Implementation fidelity and sustainability

A safety checklist should be implemented to align with its intentions, i.e. to improve work processes through better team communications. Being realistic in implementation means focussing on what can be done and setting aside what may seem desirable but not feasible [80]. Ideally, fidelity of implementation should centre on factors that enable work process improvements. In some review studies, process adherence was evaluated longitudinally but had, over time, decayed. Our findings support the notion that flexibility in process and reflexivity seem integral to sustainability. In an earlier Cochrane review, 26 randomised controlled trials found that interventions that had been tailored to address contextual barriers to change were more likely to improve professional practice compared with no intervention or dissemination of guidelines [20]. However, most methods to develop tailored interventions need further development. Our synthesis has revealed that in most instances, the interventions were implemented inconsistently, rendering their impact and overall sustainment limited. It is important to garner staff perceptions of barriers to enable tailoring of interventions to the context [78, 79].

Strengths and limitations

We recognise that this synthesis has some limitations. First, the quality of the review is only as robust as the primary studies on which the synthesis is based. A major constraint is that the majority of the studies included in our review gave only a cursory description of the implementation strategies used to embed surgical safety checklists in practice. The lack of data in this regard imposes caveats on the extent to which all aspects of the explanatory theories identified herein can be applied to the clinical contexts where checklist implementations occurred. Most of the papers included did not provide information on the fidelity of intervention delivery. Perhaps richer and more detailed descriptions of the implementation process used would have permitted a more fine-grained analysis of the contextual barriers and enablers to implementation. Subsequently, testing our middle-range theories and propositions may have resulted in findings with fewer nuances. Moreover, in answering the same research questions, a different group of researchers may have inevitably identified a different set of primary sources and made different judgements about their quality and relevance. Arguably, this is an inherent characteristic in any realist review that addresses the nuances of implementing complex interventions across different organisational, social, or environmental contexts.

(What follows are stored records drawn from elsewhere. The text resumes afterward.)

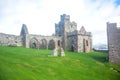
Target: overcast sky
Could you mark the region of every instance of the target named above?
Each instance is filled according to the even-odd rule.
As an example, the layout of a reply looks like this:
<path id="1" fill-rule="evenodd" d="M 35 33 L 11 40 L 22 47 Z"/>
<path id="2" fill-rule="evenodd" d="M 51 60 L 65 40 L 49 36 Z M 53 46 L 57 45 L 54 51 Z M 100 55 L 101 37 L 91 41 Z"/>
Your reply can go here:
<path id="1" fill-rule="evenodd" d="M 120 0 L 0 0 L 0 32 L 19 35 L 24 23 L 30 34 L 52 35 L 64 13 L 92 32 L 93 44 L 107 43 L 106 22 L 120 22 Z"/>

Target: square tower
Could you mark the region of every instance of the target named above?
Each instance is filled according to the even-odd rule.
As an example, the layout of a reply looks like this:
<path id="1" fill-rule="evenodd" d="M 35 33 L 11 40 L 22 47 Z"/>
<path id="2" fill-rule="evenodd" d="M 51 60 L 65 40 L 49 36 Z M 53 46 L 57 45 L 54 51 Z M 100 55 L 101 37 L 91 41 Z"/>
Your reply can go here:
<path id="1" fill-rule="evenodd" d="M 109 61 L 120 65 L 120 28 L 107 22 Z"/>

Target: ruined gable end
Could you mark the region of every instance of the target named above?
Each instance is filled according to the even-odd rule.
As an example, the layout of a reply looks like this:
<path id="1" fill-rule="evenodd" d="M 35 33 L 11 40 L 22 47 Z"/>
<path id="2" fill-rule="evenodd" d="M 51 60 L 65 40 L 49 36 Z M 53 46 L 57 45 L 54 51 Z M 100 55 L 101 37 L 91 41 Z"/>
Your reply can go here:
<path id="1" fill-rule="evenodd" d="M 22 45 L 29 48 L 29 33 L 26 24 L 22 25 L 20 36 L 22 37 Z"/>
<path id="2" fill-rule="evenodd" d="M 25 34 L 29 34 L 29 33 L 28 33 L 28 29 L 27 29 L 26 24 L 23 24 L 23 25 L 22 25 L 22 29 L 21 29 L 20 36 L 25 35 Z"/>
<path id="3" fill-rule="evenodd" d="M 81 27 L 80 31 L 79 31 L 81 34 L 86 34 L 86 30 L 84 28 L 84 26 Z"/>

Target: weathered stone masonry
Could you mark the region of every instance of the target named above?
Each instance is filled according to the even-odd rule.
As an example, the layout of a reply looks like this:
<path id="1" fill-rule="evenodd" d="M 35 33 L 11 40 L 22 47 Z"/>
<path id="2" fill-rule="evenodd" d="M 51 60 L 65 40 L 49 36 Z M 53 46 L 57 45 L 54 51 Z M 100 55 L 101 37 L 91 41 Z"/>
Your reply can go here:
<path id="1" fill-rule="evenodd" d="M 91 32 L 82 26 L 77 30 L 77 23 L 70 21 L 70 16 L 61 15 L 60 22 L 55 24 L 55 35 L 62 38 L 62 47 L 75 52 L 90 52 L 92 50 Z"/>
<path id="2" fill-rule="evenodd" d="M 109 61 L 120 65 L 120 28 L 107 22 Z"/>
<path id="3" fill-rule="evenodd" d="M 22 46 L 21 36 L 0 33 L 1 46 Z"/>
<path id="4" fill-rule="evenodd" d="M 78 31 L 77 23 L 71 22 L 70 16 L 63 14 L 60 22 L 55 24 L 55 36 L 29 34 L 27 26 L 23 24 L 20 36 L 0 33 L 0 45 L 37 49 L 54 49 L 61 46 L 64 50 L 90 52 L 92 38 L 91 33 L 86 32 L 84 27 Z"/>
<path id="5" fill-rule="evenodd" d="M 28 33 L 27 26 L 22 25 L 20 36 L 0 33 L 0 45 L 3 46 L 24 46 L 26 48 L 54 49 L 60 37 L 41 36 Z"/>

Importantly, the reviewer’s interpretive judgements are integral to the synthesis process and can never fully be standardised or rationalised [23, 66].

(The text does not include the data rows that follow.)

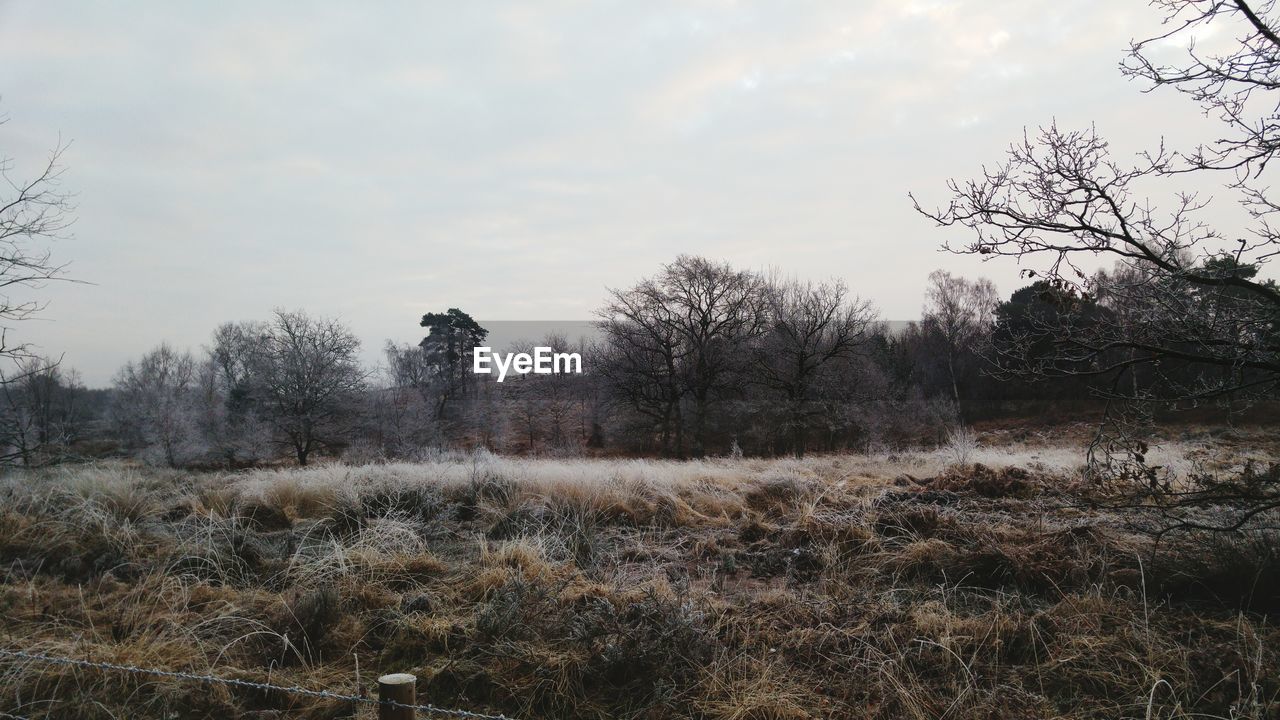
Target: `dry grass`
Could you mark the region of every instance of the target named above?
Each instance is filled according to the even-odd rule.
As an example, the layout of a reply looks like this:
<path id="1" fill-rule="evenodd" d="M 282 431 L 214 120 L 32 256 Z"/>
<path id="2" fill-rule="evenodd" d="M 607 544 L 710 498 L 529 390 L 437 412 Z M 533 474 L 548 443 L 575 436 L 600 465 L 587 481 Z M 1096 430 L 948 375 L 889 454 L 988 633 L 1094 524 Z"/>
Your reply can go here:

Conclusions and recommendations

Rather than attempting to control contextual factors, they need to be harnessed because they inevitably determine the mechanisms that are activated to generate the outcomes. Despite that the explanatory model generated herein is in its early stages of development, it may be used to inform areas where further translational research in this area is needed. Through the use of realist evaluation methodology, we envisage these findings may assist clinical leaders and hospital administrators to select appropriate interventions to their particular context. We recommend that future researchers test the explanatory model developed through this synthesis specifically focussing on yielding more data on checklist implementation, viz undertaking process evaluations and designing studies across multiple healthcare settings and then collecting data on how implementation varied across contexts. The explanatory model developed herein is intended to provide the evidence needed to strengthen each link in the implementation chain.